Le général Abdel Fattah al-Burhane a levé dimanche l'état d'urgence qu'il avait imposé au Soudan lors de son putsch du 25 octobre, le jour où s'ouvrait à Khartoum le procès de quatre manifestants, dont une icône de la contestation contre les militaires.
Le général Burhane, qui a fait arrêter ses partenaires civils, limogé le gouvernement de transition et imposé l'état d'urgence lors de son coup de force, est sous le feu des critiques de la communauté internationale, qui fait du retour des civils au pouvoir la condition sine qua non pour la reprise de son aide pays, l'un des plus pauvres au monde.
Elle réclame également la fin d'une répression qui a déjà fait une centaine de morts dans les rangs des manifestants pro-démocratie et des centaines d'arrestations.
Lire aussi : Droits humains: une militante soudanaise distinguéeLe général Burhane "a émis un décret levant l'état d'urgence dans tout le pays", a déclaré dans un communiqué le Conseil dont il est à la tête. Il s'agit d'une main tendue "pour créer l'atmosphère nécessaire à un dialogue fructueux et significatif pour la stabilité durant la période de transition".
La transition vers la démocratie a été lancée en 2019 au Soudan, quand militaires et civils se sont entendus pour partager le pouvoir le temps de mener le pays vers ses premières élections démocratiques après 30 années de dictature militaro-islamiste d'Omar el-Béchir, déposé par l'armée sous la pression de la rue.
Enquête sur des tortures
Elle a été interrompue par le putsch du général Burhane qui plaide désormais pour un dialogue avec l'ensemble des forces politiques qu'il appelle déjà à faire des "concessions".

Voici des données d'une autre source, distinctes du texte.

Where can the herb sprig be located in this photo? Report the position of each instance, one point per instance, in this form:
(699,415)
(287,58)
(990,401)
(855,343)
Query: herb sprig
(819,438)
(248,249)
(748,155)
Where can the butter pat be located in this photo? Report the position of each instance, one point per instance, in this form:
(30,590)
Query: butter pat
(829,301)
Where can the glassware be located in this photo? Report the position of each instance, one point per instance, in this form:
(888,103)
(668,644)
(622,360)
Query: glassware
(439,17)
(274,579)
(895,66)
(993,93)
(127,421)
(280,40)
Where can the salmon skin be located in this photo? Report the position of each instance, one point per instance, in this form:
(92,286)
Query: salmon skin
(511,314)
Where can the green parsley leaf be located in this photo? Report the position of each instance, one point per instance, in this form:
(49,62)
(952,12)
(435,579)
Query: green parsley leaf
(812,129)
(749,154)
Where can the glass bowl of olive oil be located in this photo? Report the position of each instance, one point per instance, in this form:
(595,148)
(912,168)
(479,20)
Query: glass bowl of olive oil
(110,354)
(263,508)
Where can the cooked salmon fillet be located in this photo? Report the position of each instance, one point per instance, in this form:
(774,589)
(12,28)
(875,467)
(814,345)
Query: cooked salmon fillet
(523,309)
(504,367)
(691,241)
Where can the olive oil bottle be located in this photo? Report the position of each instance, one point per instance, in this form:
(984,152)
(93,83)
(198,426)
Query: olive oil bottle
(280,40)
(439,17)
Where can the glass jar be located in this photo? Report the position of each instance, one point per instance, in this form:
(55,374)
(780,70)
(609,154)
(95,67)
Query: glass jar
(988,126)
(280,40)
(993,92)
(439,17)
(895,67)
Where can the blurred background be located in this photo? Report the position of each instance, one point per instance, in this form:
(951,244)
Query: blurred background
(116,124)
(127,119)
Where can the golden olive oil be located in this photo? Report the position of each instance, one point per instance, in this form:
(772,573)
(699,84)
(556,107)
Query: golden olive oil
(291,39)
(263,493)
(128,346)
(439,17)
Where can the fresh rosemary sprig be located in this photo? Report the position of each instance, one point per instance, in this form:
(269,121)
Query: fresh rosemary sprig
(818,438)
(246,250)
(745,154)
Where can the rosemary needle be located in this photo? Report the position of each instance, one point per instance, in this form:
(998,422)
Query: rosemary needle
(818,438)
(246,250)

Les Nations unies et l'Union africaine --qui a suspendu le Soudan-- plaident elles aussi pour un dialogue politique sous peine de voir le pays sombrer définitivement "sur les plans économique et sécuritaire" alors que déjà, selon l'ONU, un Soudanais sur deux souffrira de la faim d'ici fin 2022.
Les manifestants anti-putsch, eux, refusent tout dialogue avec les militaires, échaudés par le coup d'Etat d'octobre.
Dimanche, le procès de quatre manifestants détenus depuis quatre mois pour la mort d'un général de police s'est ouvert à Khartoum, alors que des centaines de Soudanais brandissaient leurs portraits devant la salle d'audience, a constaté un journaliste de l'AFP.
Mohammed Adam, jeune icône des anti-putsch et surnommé Tupac par la rue, est apparu aux côtés de ses co-accusés, Mohammed al-Fattah, Ahmed al-Nanna et Mossaab al-Cherif. Poing en l'air, "V" de la victoire et larges sourires, ils ont salué les leurs à leur descente du fourgon de police.
La prochaine audience aura lieu le 12 juin, a annoncé le juge Zouheir Osmane qui a réclamé à la médecine légale un rapport sur de possibles tortures alors que les quatre jeunes avaient mené en mars une grève de la faim pour protester contre "traitements inhumains" et "violences policières".
"Procès de la révolution"
"Ce procès n'est pas seulement celui de quatre révolutionnaires, c'est celui de la révolution", a écrit le comité populaire du remuant quartier de Bourri à Khartoum, appelant à "ne pas laisser les forces contre-révolutionnaires reprendre le contrôle de l'Etat quoi qu'il en coûte".
Ce procès est emblématique dans le pays où la police n'a annoncé que deux morts dans ses rangs, dont ce général de police poignardé à mort selon elle dans le chaos de la dispersion en janvier d'une des nombreuses manifestations anti-putsch.
Plusieurs dizaines de ses proches étaient également présents devant le tribunal dimanche, brandissant des banderoles réclamant "vengeance".
Samedi, deux nouveaux manifestants ont été tués dans de nouvelles protestations anti-putsch. L'émissaire de l'ONU au Soudan, Volker Perthes, a estimé qu'il était "temps d'arrêter la violence et de mettre fin à l'état d'urgence".
Dimanche, peu avant qu'il ne lève l'état d'urgence, le général Burhane avait reçu des haut-gradés qui l'ont appelé à libérer les manifestants arrêtés sous le coup des lois d'exception et à rendre son accréditation à Al-Jazeera Live, selon son bureau.
Cette chaîne qatarie, interdite en janvier, avait été accusée par les autorités de "couverture non professionnelle" des manifestations.